A new California law intended to increase employees’ voluntary retirement savings sounds good on paper, but the success of the state-run “Secure Choice” program will hinge on practical reality -- or rather, “the devil will be in the details.”

Employers with five or more workers who currently offer no retirement plan will be required to set up automatic per-pay-period voluntary retirement plan deposits, except where an employee signs a waiver opting out of the plan. In today’s 401(k) world, this concept has been around for years and is referred to as “negative enrollment.”

It works. People who have money saved for them by default will shrug it off and accept it rather than sign a form saying they do not agree to have, say, 3 percent of each paycheck socked away in a retirement plan.

What we know about human behavior is that people will agonize over something and wind up doing nothing. Retirement plan paperwork can gather dust, and a pen used to sign up for a disciplined savings program might as well weigh 50 pounds. But major forces in the traditional 401(k) business, such as Fidelity, learned long ago that automatic enrollment increases plan participation by almost 50 percent. It’s a behavioral economics trick that works.

While the California program will apply to companies of all sizes that do not currently offer 401(k) plans, it is rare that companies of more than 25 people don’t already do so. So this law will be aimed at small (under 25 employee) companies that, by the way, employ roughly 90 percent of all workers nationwide -- though for our purposes we can exclude companies with under five people.

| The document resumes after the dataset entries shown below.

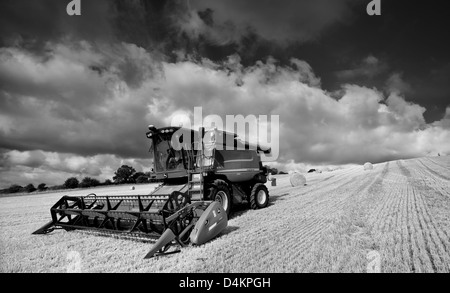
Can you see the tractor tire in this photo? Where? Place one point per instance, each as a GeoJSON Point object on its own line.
{"type": "Point", "coordinates": [259, 196]}
{"type": "Point", "coordinates": [221, 193]}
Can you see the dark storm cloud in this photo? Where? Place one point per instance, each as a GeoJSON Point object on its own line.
{"type": "Point", "coordinates": [281, 21]}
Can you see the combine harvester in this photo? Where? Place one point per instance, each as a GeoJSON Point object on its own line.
{"type": "Point", "coordinates": [199, 187]}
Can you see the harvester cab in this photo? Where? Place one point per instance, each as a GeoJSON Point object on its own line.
{"type": "Point", "coordinates": [202, 174]}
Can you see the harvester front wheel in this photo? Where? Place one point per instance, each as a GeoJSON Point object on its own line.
{"type": "Point", "coordinates": [259, 197]}
{"type": "Point", "coordinates": [221, 193]}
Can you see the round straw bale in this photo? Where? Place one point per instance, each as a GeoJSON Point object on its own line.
{"type": "Point", "coordinates": [297, 179]}
{"type": "Point", "coordinates": [368, 166]}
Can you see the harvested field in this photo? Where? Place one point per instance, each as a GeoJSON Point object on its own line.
{"type": "Point", "coordinates": [400, 209]}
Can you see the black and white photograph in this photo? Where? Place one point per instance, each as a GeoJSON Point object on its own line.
{"type": "Point", "coordinates": [209, 137]}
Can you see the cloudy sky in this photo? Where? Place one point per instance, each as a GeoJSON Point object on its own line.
{"type": "Point", "coordinates": [77, 92]}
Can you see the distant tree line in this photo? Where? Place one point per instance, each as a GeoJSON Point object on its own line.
{"type": "Point", "coordinates": [123, 175]}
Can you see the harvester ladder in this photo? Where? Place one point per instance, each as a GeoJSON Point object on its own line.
{"type": "Point", "coordinates": [195, 185]}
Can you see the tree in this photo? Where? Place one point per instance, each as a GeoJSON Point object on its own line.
{"type": "Point", "coordinates": [124, 175]}
{"type": "Point", "coordinates": [89, 182]}
{"type": "Point", "coordinates": [42, 187]}
{"type": "Point", "coordinates": [30, 188]}
{"type": "Point", "coordinates": [71, 183]}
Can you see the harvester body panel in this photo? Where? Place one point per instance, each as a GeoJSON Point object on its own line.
{"type": "Point", "coordinates": [200, 173]}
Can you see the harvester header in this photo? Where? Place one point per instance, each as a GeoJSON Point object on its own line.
{"type": "Point", "coordinates": [202, 179]}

A further advantage is that these plans will have no requirement to adhere to complicated IRS and Labor Department legislation. Current laws that force employers to make matching contributions or otherwise limit what highly compensated employees and owners can contribute will not be applicable to Secure Choice.  

As for investment selection, there will initially be just one -- a government bond fund. Within three years, there will be other investment choices that involve common stocks but whose downside will be protected, in part, by a side fund or “reserve account.” So here is where the proposed scheme threatens to run up on the rocks.

Any effort to guarantee results -- or even minimize them to a limited extent -- opens the door to victimization on the part of financial organizations who make the promise. The cost of buying protection against the downside is always much higher than the value of the protection itself. This is why variable annuities that “always promise to give at least your money back” are such a rip-off -- and such a feeding trough for companies that sell them.

To see the state of California wading into what could be a quagmire of complicated decision-making -- conducted by self-interested financial service companies and a board of political appointees -- doesn’t strike me as being a value-added proposition. Taxpayer startup costs are reputed to be roughly $89 million, which would be recovered as the fund accumulates $3 billion in the first year and $28 billion by year six. Dream on.  

Furthermore, here’s a simple example of how things can go wrong: Today, a major financial organization had set up dozens of 401(k) plans with a negative enrollment feature -- and then was found to have failed to monitor whether the money was actually being automatically deposited for employees who didn’t waive out. It hadn’t been, so people who assumed they had 3 percent or more automatically contributed have nothing. The law is clear that an employer is liable and has to contribute what should have been deposited by default into the plan by the negative-electing employee -- plus interest  Wait until similar glitches strike this noble experiment.

Assuming that all goes well, it’s good for everyone to be saving more. An unintended consequence, moreover, may be small employers with no plan could be prompted to adopt a conventional off-the-shelf private plan. They would argue that the hassle factor and expense of these plans is less burdensome than dealing with the Secure Choice mandate with its questionable investments and costs to participants.

Don’t get me wrong. I wish this program well and hope that 10 years out we don’t look back at what turned out to be what we refer to as a “scheme” in this country.